Saskatoon

Saskatchewan spending $80M in 1st step to bring a microreactor to the province

Saskatchewan is providing the Saskatchewan Research Council with $80 million for licensing and project costs related to bringing a microreactor to the province.

Premier Scott Moe says the location of the unit will be determined at a later date

man stands at a podium with a large silver cylinder behind him
Standing in front of a replica of the microreactor the Saskatchewan Premier hopes to see in the province this decade, Scott Moe announced $80 million in funding for the Saskatchewan Research Council to research the possibility of bringing a microreactor to the province. (Dayne Patterson/CBC)

Saskatchewan is giving the Saskatchewan Research Council tens of millions of dollars for the initial effort to bring a very small modular nuclear reactor, a so called microreactor, to the province.
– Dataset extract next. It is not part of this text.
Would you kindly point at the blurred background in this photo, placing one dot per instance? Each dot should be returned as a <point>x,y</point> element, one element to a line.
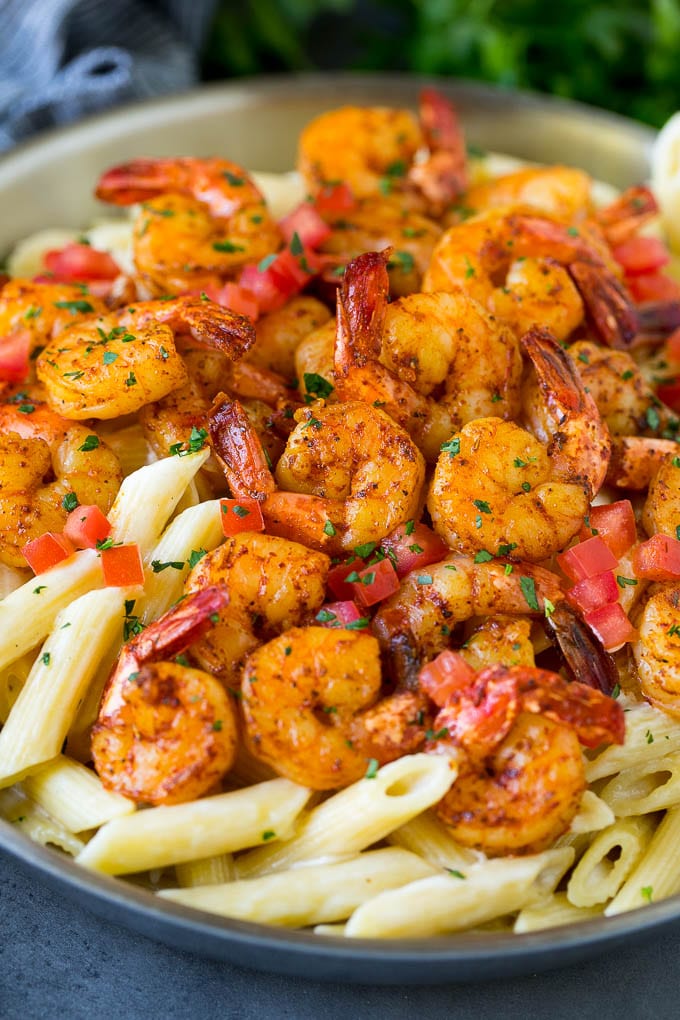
<point>62,59</point>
The $80 million announced Monday will allow the research council to tend to the licensing process and project costs related to bringing the microreactor to Saskatchewan, according to the council.

Its president and CEO, Mike Crabtree, estimates that will take about five years.

"If all of that is successful, we will be licensed to bring the eVinci reactor into the province," Crabtree said of the microreactor built by U.S.-based Westinghouse Electric Company, which focuses on carbon-free and nuclear energy.

Westinghouse president and CEO Patrick Fragman said the microreactor will provide carbon-free electricity and heat. The province expects it would be operational by 2029.

The eVinci microreactor can produce up to five megawatts of electricity and as much as 13 megawatts of heat. 

It could, Crabtree said, power a 3,000 home community for a decade with the equivalent of three drums of about 200 litres of the TRISO fuel that powers the reactor.

"In some of our northern communities that are powered by diesel or mine sites that are provided by diesel, those three drums replace a million drums of diesel," Crabtree said.

"That million drums of diesel represents a half a million tons of CO2."

Once it has run out of fuel in about eight to 10 years, Crabtree said, it would be returned to the factory and refuelled, therefore operating like a rechargeable battery. 

a man in a suit points to a model replica of a microreactor
Premier Scott Moe motions to a replica microreactor behind him, emphasizing the importance of using the nuclear reactors to power Saskatchewan's grid. (Travis Reddaway/CBC)

Saskatchewan is not certain where it will land if it comes to the province — that is something that will become more clear to the province as the microreactor goes through the regulatory and licensing process.

Premier Scott Moe said he wants to keep Saskatchewan ahead of a global shift to "cleaner, nuclear power" usage.

"At the end of the day, there's going to be, yes, renewables and there's going to be nuclear power," Moe said.

The Saskatchewan Research Council will be in charge of operating the reactor, a task Moe believes they are able to manage given their experience with nuclear reactors.

The council managed a nuclear research reactor at its environmental analytical laboratories in Saskatoon.

The site was decommissioned in late 2021 at the council's request after 38 years in operation.